Após a prisão do pai e da madrasta de Bernardo Uglione Boldrini, de 11 anos, encontrado morto na segunda-feira (14), a polícia do Rio Grande do Sul informou que vai reabrir as investigações sobre a morte da mãe do menino.

A mãe de Bernardo morreu em 2010. O caso foi considerado suicídio.


As investigações da época davam conta de que ela havia atirado contra a própria cabeça ao descobrir que o marido tinha um caso com a madrasta de Bernardo.

Como pai e madrasta estavam na cena da morte (a clínica onde a madrasta trabalhava), a polícia agora apura se o que ocorreu foi um homicídio.


Leandro Boldrini, pai de Bernardo, e Graciele Boldrini, a madrasta, foram presos sob a acusação de matar o menino após o corpo da criança ser encontrado. Além deles, uma amiga da família também foi detida.

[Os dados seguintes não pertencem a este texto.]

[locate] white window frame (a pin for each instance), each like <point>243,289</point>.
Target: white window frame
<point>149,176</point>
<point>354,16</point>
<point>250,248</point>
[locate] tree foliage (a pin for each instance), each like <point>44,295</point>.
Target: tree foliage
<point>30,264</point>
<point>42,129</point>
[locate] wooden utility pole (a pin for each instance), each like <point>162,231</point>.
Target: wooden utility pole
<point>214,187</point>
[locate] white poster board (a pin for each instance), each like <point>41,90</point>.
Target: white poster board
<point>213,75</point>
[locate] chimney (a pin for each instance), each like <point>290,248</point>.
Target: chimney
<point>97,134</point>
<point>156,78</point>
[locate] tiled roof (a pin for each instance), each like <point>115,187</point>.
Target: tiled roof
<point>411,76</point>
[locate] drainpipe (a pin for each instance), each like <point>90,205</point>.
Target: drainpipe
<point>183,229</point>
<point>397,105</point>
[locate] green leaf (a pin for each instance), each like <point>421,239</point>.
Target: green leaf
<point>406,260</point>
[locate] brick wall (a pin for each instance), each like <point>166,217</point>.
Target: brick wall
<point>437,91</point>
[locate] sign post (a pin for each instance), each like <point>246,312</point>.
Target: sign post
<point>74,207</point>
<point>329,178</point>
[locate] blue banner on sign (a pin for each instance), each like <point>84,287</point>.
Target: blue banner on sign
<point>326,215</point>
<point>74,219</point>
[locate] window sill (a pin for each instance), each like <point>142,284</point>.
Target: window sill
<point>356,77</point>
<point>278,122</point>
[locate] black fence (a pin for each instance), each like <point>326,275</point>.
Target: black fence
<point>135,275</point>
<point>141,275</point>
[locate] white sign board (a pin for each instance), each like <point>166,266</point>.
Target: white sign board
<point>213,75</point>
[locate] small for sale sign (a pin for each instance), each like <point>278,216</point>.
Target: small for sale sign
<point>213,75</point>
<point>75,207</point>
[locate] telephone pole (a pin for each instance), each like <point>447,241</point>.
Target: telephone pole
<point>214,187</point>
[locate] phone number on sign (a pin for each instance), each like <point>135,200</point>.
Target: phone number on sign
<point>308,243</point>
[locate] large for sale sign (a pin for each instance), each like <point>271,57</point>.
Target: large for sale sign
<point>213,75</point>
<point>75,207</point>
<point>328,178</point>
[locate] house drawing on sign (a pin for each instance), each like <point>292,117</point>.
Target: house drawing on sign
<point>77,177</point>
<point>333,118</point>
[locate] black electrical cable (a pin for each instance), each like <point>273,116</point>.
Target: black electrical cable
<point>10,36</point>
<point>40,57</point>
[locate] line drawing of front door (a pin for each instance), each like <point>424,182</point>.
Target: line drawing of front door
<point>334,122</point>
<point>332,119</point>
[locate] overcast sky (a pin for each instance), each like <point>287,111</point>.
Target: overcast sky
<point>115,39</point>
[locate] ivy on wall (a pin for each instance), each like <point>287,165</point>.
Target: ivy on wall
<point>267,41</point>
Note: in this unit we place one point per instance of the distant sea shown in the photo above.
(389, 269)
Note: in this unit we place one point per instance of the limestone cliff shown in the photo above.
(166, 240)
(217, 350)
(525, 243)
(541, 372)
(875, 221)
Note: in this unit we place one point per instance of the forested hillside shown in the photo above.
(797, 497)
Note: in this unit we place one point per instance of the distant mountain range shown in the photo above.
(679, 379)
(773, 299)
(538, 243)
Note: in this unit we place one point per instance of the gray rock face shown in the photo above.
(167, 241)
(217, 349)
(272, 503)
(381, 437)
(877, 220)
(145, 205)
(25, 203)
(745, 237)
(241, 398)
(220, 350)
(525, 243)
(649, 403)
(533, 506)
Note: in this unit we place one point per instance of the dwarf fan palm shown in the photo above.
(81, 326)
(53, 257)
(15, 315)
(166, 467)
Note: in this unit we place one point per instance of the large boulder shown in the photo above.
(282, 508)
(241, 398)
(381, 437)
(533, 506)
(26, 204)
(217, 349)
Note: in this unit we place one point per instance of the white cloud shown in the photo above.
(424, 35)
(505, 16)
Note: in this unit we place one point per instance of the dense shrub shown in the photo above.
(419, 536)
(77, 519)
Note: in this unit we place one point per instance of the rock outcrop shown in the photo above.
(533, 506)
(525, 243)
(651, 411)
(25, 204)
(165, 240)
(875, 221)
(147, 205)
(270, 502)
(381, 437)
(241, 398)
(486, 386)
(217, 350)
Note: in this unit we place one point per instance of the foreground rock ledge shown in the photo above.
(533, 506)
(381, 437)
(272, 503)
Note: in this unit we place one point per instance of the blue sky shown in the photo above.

De acordo com depoimento da amiga, o garoto havia sido assassinado com uma injeção letal aplicada pela madrasta — Graciele é enfermeira e o Leandro é médico-cirurgião.


Desaparecido havia dez dias, Bernardo foi achado pelo Corpo de Bombeiros em um matagal no município de Frederico Westphalen, no interior gaúcho. Ele estava nu, em um saco. 

O local fica a 80 km de Três Passos, onde o menino morava.

No início do ano, o garoto chegou a denunciar o pai por maus-tratos à Promotoria.